Die Heimfans machten Stimmung
Die Südbadener liefen die Schotten zwar gleich hoch an, erwischten aber einen Fehlstart nach Maß. Einen präzisen Angriff über die linke Seite vollendete Charles-Cook, SC-Innenverteidiger Max Rosenfelder kam gar nicht erst in den Zweikampf. Die glücklichen Heimfans sorgten beim Jubel dafür, dass ein kleiner Teil der Werbebande umkippte – ohne schwerwiegende Folgen.
Danach kamen auch die rund 450 Gästefans auf ihre Reisekosten. Bis zur Pause spielte nur noch das klar favorisierte Team von Trainer Julian Schuster, ließ jedoch etliche Chancen ungenutzt. Unter anderem vergaben Philipp Treu, Ginter und Yuito Suzuki gute Gelegenheiten.
Per Kopf in das 1:1
Nachdem Derry Scherhant Mitte der ersten Hälfte den Ball per Freistoß noch an das Lattenkreuz geschossen hatte, sorgte ein weiterer Standard kurz darauf für den Ausgleich: Diesmal fand Scherhant im Zentrum den lauernden Ginter, der per Kopf das 1:1 erzielte.

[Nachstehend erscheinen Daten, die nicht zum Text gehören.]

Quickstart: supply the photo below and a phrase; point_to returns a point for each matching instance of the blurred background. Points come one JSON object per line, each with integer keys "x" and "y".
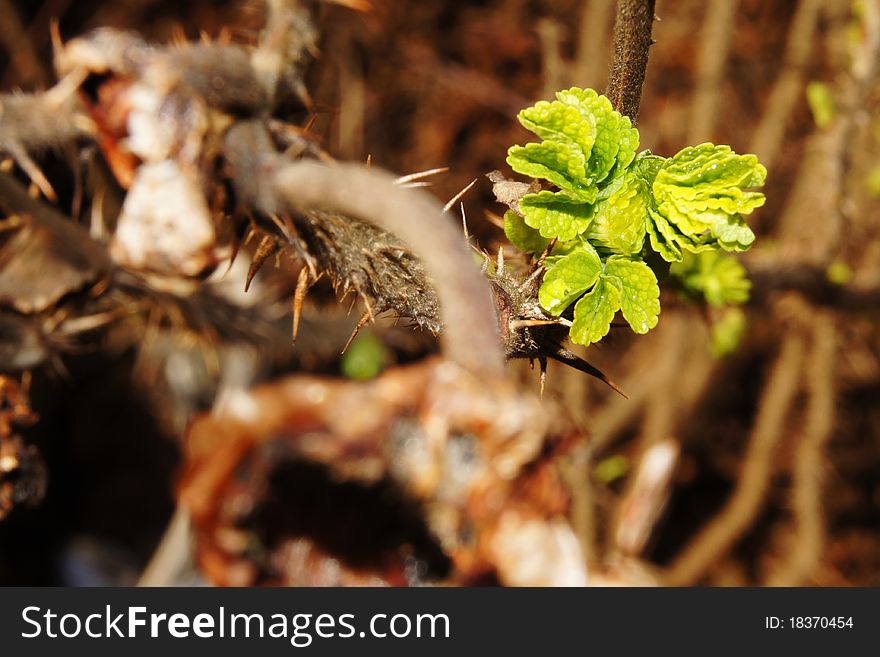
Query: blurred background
{"x": 751, "y": 463}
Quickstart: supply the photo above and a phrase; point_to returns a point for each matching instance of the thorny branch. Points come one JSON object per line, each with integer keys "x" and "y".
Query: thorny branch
{"x": 632, "y": 40}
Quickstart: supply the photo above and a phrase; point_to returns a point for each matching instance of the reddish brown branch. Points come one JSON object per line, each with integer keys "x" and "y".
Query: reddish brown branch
{"x": 632, "y": 39}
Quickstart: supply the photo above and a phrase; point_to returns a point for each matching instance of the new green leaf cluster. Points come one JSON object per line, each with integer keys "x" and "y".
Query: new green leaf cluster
{"x": 699, "y": 198}
{"x": 608, "y": 199}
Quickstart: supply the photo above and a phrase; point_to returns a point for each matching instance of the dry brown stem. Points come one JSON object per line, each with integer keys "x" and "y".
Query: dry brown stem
{"x": 717, "y": 538}
{"x": 810, "y": 462}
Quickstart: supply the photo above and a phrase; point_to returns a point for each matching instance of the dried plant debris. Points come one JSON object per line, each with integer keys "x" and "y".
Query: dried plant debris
{"x": 22, "y": 471}
{"x": 447, "y": 480}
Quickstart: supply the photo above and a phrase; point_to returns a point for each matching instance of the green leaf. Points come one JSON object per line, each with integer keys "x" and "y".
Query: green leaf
{"x": 608, "y": 129}
{"x": 562, "y": 163}
{"x": 570, "y": 277}
{"x": 619, "y": 222}
{"x": 710, "y": 163}
{"x": 365, "y": 357}
{"x": 733, "y": 233}
{"x": 719, "y": 278}
{"x": 727, "y": 332}
{"x": 555, "y": 214}
{"x": 662, "y": 237}
{"x": 821, "y": 102}
{"x": 558, "y": 121}
{"x": 639, "y": 292}
{"x": 648, "y": 165}
{"x": 594, "y": 312}
{"x": 699, "y": 198}
{"x": 522, "y": 236}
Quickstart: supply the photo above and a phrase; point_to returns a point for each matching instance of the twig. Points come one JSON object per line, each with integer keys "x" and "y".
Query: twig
{"x": 632, "y": 39}
{"x": 769, "y": 276}
{"x": 592, "y": 42}
{"x": 808, "y": 540}
{"x": 712, "y": 57}
{"x": 786, "y": 93}
{"x": 272, "y": 183}
{"x": 172, "y": 554}
{"x": 714, "y": 540}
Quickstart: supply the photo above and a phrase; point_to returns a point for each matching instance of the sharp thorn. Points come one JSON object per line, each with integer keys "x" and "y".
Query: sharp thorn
{"x": 563, "y": 355}
{"x": 363, "y": 321}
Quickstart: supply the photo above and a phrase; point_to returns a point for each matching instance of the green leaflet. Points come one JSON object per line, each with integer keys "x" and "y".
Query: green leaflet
{"x": 571, "y": 276}
{"x": 699, "y": 198}
{"x": 555, "y": 214}
{"x": 619, "y": 223}
{"x": 639, "y": 293}
{"x": 727, "y": 332}
{"x": 718, "y": 278}
{"x": 365, "y": 357}
{"x": 523, "y": 237}
{"x": 594, "y": 312}
{"x": 558, "y": 121}
{"x": 562, "y": 163}
{"x": 610, "y": 199}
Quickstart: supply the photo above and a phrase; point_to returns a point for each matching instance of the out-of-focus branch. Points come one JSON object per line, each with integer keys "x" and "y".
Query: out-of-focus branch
{"x": 808, "y": 540}
{"x": 786, "y": 93}
{"x": 272, "y": 184}
{"x": 632, "y": 39}
{"x": 714, "y": 47}
{"x": 771, "y": 277}
{"x": 22, "y": 55}
{"x": 717, "y": 538}
{"x": 592, "y": 41}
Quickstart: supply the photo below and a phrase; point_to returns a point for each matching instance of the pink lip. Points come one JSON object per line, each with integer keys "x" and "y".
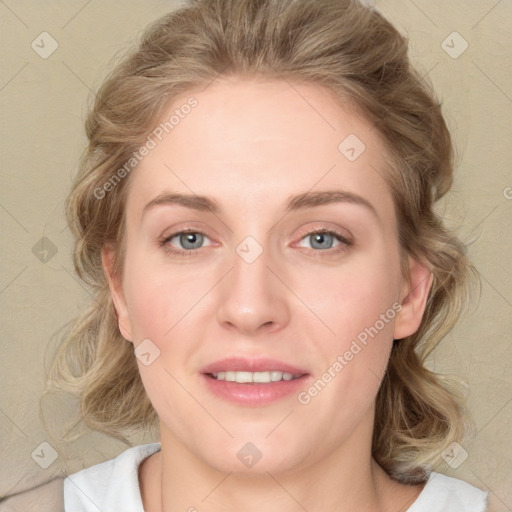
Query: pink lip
{"x": 253, "y": 394}
{"x": 251, "y": 365}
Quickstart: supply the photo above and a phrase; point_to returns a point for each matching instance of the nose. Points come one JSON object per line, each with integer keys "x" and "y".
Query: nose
{"x": 253, "y": 296}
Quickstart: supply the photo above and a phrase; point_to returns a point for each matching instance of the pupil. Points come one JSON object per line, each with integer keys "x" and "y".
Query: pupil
{"x": 321, "y": 239}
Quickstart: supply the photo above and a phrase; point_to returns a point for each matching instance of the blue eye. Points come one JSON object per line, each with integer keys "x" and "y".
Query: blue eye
{"x": 323, "y": 239}
{"x": 189, "y": 242}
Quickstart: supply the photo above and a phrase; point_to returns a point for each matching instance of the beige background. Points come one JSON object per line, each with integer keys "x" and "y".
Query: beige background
{"x": 42, "y": 103}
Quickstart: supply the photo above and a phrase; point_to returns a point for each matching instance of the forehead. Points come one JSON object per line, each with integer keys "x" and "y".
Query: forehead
{"x": 255, "y": 142}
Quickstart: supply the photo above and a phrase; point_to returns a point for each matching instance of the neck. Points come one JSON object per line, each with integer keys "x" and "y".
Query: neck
{"x": 347, "y": 479}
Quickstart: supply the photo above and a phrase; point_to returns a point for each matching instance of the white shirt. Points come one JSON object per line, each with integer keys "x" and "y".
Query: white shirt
{"x": 113, "y": 486}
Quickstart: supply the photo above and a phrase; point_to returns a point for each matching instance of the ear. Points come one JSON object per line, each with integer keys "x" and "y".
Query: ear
{"x": 415, "y": 294}
{"x": 116, "y": 292}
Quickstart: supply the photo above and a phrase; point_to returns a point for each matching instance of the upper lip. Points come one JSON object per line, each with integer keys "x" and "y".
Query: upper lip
{"x": 252, "y": 365}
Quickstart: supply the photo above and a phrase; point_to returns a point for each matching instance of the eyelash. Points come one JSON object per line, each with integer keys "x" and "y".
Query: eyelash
{"x": 344, "y": 245}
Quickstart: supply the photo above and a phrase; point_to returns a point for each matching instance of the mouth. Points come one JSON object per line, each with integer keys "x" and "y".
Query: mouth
{"x": 253, "y": 382}
{"x": 243, "y": 377}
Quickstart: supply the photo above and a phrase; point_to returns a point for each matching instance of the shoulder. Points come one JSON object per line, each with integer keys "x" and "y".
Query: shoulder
{"x": 48, "y": 497}
{"x": 108, "y": 484}
{"x": 445, "y": 494}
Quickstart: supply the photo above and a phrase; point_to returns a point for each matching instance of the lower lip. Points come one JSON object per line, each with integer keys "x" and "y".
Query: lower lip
{"x": 254, "y": 394}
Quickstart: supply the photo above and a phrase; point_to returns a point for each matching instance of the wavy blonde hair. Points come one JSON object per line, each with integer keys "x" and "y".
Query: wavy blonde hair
{"x": 358, "y": 55}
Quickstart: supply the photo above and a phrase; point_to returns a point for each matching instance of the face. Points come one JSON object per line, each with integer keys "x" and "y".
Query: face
{"x": 282, "y": 263}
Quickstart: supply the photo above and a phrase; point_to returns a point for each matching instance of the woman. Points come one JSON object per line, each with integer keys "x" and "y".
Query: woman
{"x": 256, "y": 213}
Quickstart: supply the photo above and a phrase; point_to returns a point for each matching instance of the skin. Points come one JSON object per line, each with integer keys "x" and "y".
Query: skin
{"x": 251, "y": 144}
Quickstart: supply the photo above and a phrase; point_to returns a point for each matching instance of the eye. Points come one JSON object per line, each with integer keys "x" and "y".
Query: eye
{"x": 189, "y": 241}
{"x": 324, "y": 239}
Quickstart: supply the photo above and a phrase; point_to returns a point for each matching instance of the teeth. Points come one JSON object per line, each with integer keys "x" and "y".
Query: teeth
{"x": 250, "y": 377}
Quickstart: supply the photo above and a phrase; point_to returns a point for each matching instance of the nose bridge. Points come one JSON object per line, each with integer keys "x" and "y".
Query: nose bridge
{"x": 252, "y": 296}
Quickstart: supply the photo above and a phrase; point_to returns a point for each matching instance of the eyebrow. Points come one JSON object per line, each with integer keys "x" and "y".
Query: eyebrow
{"x": 294, "y": 203}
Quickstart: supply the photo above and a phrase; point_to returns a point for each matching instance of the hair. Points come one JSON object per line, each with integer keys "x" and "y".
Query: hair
{"x": 355, "y": 53}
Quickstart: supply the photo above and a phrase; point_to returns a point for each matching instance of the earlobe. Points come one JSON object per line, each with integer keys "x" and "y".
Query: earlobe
{"x": 117, "y": 293}
{"x": 414, "y": 301}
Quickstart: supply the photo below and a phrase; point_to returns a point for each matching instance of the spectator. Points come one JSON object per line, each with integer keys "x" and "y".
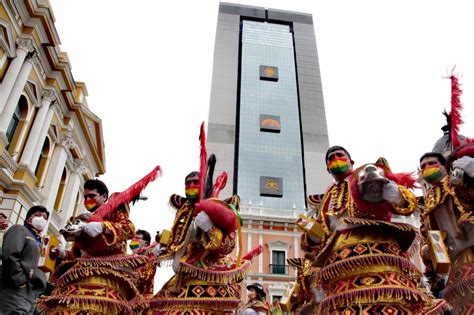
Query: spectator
{"x": 22, "y": 281}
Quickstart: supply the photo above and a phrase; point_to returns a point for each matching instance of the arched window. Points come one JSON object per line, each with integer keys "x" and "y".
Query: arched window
{"x": 42, "y": 163}
{"x": 16, "y": 123}
{"x": 60, "y": 193}
{"x": 77, "y": 204}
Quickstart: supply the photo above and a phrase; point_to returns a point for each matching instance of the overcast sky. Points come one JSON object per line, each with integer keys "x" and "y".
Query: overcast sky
{"x": 148, "y": 65}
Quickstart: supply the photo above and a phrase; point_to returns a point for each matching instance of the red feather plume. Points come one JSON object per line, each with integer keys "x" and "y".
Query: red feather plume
{"x": 456, "y": 107}
{"x": 203, "y": 162}
{"x": 220, "y": 183}
{"x": 257, "y": 250}
{"x": 124, "y": 197}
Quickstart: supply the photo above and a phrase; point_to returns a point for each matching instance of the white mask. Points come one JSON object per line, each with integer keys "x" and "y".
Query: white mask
{"x": 39, "y": 223}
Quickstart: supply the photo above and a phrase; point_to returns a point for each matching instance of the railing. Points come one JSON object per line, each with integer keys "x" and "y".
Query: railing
{"x": 270, "y": 212}
{"x": 278, "y": 269}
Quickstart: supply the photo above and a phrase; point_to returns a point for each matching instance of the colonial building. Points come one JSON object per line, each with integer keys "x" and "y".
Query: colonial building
{"x": 50, "y": 141}
{"x": 267, "y": 127}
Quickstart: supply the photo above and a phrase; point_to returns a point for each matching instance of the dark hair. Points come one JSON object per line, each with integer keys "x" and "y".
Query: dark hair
{"x": 98, "y": 185}
{"x": 436, "y": 155}
{"x": 35, "y": 209}
{"x": 335, "y": 148}
{"x": 145, "y": 234}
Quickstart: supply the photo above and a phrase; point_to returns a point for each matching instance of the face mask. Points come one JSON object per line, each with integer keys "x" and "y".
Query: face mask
{"x": 134, "y": 244}
{"x": 338, "y": 166}
{"x": 432, "y": 174}
{"x": 39, "y": 223}
{"x": 191, "y": 193}
{"x": 90, "y": 204}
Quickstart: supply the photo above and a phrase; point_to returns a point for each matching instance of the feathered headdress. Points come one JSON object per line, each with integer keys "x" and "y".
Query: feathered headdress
{"x": 126, "y": 196}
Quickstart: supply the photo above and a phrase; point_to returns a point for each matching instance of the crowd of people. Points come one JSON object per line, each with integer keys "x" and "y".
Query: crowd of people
{"x": 358, "y": 259}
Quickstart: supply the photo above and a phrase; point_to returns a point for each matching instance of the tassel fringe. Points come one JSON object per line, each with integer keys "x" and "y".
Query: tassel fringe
{"x": 341, "y": 267}
{"x": 231, "y": 276}
{"x": 376, "y": 295}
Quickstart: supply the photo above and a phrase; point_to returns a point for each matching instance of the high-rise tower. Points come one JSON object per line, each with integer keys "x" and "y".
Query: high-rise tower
{"x": 267, "y": 127}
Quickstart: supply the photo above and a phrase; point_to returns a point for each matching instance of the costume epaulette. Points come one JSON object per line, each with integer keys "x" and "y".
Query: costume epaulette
{"x": 315, "y": 201}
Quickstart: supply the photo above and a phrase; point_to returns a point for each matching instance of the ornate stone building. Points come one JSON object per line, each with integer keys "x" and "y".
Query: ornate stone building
{"x": 50, "y": 141}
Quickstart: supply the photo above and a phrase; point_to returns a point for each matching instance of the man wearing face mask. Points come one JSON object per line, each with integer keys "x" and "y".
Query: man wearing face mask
{"x": 110, "y": 236}
{"x": 449, "y": 205}
{"x": 356, "y": 240}
{"x": 98, "y": 260}
{"x": 22, "y": 280}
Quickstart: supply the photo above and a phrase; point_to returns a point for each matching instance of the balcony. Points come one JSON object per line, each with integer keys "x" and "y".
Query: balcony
{"x": 278, "y": 269}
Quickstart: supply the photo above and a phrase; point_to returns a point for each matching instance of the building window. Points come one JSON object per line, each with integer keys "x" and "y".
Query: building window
{"x": 17, "y": 126}
{"x": 278, "y": 265}
{"x": 270, "y": 123}
{"x": 268, "y": 73}
{"x": 271, "y": 186}
{"x": 60, "y": 194}
{"x": 43, "y": 160}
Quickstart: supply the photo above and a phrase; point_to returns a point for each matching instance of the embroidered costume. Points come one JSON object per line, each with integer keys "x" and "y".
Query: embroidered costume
{"x": 365, "y": 257}
{"x": 97, "y": 276}
{"x": 203, "y": 235}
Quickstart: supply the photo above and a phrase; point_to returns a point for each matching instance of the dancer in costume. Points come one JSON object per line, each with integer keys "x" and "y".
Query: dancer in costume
{"x": 449, "y": 206}
{"x": 204, "y": 233}
{"x": 256, "y": 304}
{"x": 97, "y": 276}
{"x": 363, "y": 256}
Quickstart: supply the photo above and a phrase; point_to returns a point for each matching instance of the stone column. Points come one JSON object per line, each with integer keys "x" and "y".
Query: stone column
{"x": 19, "y": 86}
{"x": 55, "y": 171}
{"x": 35, "y": 132}
{"x": 72, "y": 187}
{"x": 42, "y": 135}
{"x": 24, "y": 46}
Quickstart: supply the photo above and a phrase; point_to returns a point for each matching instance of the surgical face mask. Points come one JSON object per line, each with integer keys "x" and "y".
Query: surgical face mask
{"x": 192, "y": 193}
{"x": 338, "y": 166}
{"x": 135, "y": 244}
{"x": 39, "y": 223}
{"x": 432, "y": 174}
{"x": 90, "y": 205}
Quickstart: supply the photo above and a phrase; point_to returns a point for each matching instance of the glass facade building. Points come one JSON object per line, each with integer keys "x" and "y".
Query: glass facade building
{"x": 269, "y": 162}
{"x": 267, "y": 124}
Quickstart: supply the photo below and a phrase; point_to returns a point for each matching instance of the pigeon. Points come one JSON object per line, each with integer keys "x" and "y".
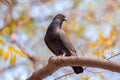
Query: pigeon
{"x": 58, "y": 42}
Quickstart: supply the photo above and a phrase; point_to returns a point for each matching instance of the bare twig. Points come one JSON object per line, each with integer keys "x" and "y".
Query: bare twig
{"x": 55, "y": 63}
{"x": 64, "y": 76}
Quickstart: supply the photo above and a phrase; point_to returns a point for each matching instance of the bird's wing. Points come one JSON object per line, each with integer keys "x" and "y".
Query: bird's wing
{"x": 66, "y": 42}
{"x": 47, "y": 43}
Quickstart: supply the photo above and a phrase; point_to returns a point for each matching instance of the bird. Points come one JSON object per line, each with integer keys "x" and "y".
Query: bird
{"x": 58, "y": 42}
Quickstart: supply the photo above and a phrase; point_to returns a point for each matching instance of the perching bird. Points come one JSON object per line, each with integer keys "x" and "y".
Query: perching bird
{"x": 58, "y": 42}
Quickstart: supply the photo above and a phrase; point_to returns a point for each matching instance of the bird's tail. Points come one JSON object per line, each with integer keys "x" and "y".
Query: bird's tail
{"x": 78, "y": 69}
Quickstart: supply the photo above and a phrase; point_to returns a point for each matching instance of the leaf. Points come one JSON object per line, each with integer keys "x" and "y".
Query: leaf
{"x": 6, "y": 55}
{"x": 12, "y": 60}
{"x": 2, "y": 42}
{"x": 102, "y": 39}
{"x": 97, "y": 53}
{"x": 101, "y": 75}
{"x": 12, "y": 49}
{"x": 1, "y": 51}
{"x": 85, "y": 78}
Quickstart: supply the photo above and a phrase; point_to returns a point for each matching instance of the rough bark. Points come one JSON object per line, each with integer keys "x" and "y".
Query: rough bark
{"x": 57, "y": 62}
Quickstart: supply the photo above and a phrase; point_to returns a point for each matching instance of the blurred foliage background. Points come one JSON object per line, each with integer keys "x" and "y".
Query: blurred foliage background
{"x": 93, "y": 26}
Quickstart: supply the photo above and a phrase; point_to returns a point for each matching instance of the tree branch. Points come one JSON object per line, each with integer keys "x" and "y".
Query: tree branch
{"x": 57, "y": 62}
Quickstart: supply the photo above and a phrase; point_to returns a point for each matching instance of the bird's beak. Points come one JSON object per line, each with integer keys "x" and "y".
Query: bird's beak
{"x": 65, "y": 19}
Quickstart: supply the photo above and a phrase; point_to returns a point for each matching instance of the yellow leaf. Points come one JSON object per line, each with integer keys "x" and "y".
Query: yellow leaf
{"x": 12, "y": 49}
{"x": 2, "y": 42}
{"x": 93, "y": 45}
{"x": 13, "y": 61}
{"x": 109, "y": 42}
{"x": 6, "y": 55}
{"x": 102, "y": 39}
{"x": 1, "y": 51}
{"x": 85, "y": 78}
{"x": 101, "y": 75}
{"x": 97, "y": 53}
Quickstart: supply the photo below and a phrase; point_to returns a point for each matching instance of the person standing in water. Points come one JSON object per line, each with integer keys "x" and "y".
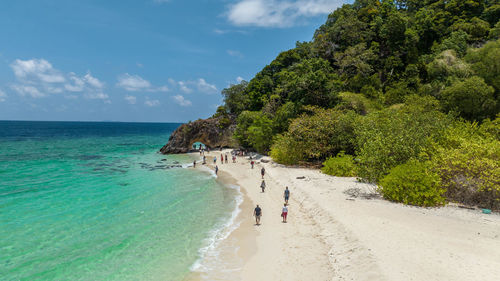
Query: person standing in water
{"x": 286, "y": 194}
{"x": 257, "y": 212}
{"x": 284, "y": 212}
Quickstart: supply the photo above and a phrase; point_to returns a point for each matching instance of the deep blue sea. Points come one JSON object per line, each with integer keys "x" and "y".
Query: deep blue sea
{"x": 96, "y": 201}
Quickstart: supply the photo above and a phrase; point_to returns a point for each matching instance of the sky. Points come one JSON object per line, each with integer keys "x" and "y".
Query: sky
{"x": 140, "y": 60}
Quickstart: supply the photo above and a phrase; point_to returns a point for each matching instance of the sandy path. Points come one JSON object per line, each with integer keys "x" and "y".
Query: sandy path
{"x": 330, "y": 238}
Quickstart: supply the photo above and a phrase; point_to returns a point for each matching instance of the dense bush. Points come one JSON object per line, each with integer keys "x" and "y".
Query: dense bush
{"x": 254, "y": 129}
{"x": 469, "y": 166}
{"x": 472, "y": 98}
{"x": 315, "y": 137}
{"x": 368, "y": 62}
{"x": 341, "y": 166}
{"x": 413, "y": 183}
{"x": 392, "y": 136}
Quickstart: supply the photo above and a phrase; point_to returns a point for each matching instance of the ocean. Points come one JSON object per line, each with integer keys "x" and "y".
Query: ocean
{"x": 96, "y": 201}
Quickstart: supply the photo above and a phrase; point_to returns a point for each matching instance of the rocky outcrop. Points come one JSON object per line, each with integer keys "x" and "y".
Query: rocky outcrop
{"x": 212, "y": 132}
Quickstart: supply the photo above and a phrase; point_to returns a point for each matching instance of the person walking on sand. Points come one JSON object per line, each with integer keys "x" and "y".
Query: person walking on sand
{"x": 257, "y": 212}
{"x": 284, "y": 212}
{"x": 286, "y": 194}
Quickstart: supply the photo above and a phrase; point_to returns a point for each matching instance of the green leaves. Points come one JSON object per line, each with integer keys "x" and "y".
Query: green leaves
{"x": 413, "y": 183}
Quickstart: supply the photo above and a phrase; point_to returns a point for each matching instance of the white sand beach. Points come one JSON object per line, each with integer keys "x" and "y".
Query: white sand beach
{"x": 339, "y": 229}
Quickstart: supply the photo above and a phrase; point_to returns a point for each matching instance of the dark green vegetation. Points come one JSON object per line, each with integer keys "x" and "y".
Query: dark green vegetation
{"x": 407, "y": 91}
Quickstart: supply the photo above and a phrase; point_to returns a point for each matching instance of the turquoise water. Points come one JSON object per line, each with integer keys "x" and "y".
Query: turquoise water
{"x": 95, "y": 201}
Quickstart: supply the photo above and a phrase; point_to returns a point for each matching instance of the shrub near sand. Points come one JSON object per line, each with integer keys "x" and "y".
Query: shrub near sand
{"x": 413, "y": 183}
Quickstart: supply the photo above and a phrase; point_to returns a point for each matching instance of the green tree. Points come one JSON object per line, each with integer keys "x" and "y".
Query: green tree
{"x": 392, "y": 136}
{"x": 485, "y": 62}
{"x": 472, "y": 98}
{"x": 235, "y": 98}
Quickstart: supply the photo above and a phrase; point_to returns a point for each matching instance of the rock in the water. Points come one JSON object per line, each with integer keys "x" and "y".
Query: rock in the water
{"x": 212, "y": 132}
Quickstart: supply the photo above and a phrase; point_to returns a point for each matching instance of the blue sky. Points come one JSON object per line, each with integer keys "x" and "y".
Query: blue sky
{"x": 140, "y": 60}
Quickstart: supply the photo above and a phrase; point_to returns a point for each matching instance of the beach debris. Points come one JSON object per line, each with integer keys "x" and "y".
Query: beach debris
{"x": 486, "y": 211}
{"x": 353, "y": 192}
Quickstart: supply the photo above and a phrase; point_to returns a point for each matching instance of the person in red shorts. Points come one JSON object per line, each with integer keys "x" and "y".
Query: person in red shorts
{"x": 284, "y": 212}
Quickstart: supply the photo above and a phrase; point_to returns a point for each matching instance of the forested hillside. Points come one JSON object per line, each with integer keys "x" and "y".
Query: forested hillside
{"x": 401, "y": 93}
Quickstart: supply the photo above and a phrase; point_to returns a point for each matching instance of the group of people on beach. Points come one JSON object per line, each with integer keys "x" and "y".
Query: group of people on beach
{"x": 257, "y": 212}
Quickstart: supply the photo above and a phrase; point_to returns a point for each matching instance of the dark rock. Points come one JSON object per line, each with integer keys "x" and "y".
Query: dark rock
{"x": 212, "y": 132}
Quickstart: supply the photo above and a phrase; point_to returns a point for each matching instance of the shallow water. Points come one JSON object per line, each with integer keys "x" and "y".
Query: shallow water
{"x": 95, "y": 201}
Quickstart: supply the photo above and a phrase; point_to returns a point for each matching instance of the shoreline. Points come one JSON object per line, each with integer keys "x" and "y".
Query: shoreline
{"x": 333, "y": 236}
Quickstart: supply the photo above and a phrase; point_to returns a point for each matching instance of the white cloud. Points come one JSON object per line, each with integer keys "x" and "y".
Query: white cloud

Der Vorjahresvierte der schottischen Liga war nach der Pause wieder etwas munterer, Freiburg cleverer. Engelhardt holte bei seinem Pflichtspieldebüt einen Elfmeter heraus, nachdem ihn Moormann kurz am rechten Arm gezupft hatte. Weil der Ball bei dem Foul keine Rolle spielte, entschied Schiedsrichter Radu Petrescu nach VAR-Einsatz sogar auf Rot statt der zunächst gezeigten Gelben Karte. Ginter traf anschließend präzise ins linke untere Eck, der Rest war Formsache.
Für den Europa-League-Finalisten, der im Mai in Istanbul gegen Aston Villa das Endspiel 0:3 verloren hatte, geht es bereits am Sonntag (18.00 Uhr) in der ersten Runde des DFB-Pokals bei Drittligist Fortuna Düsseldorf weiter.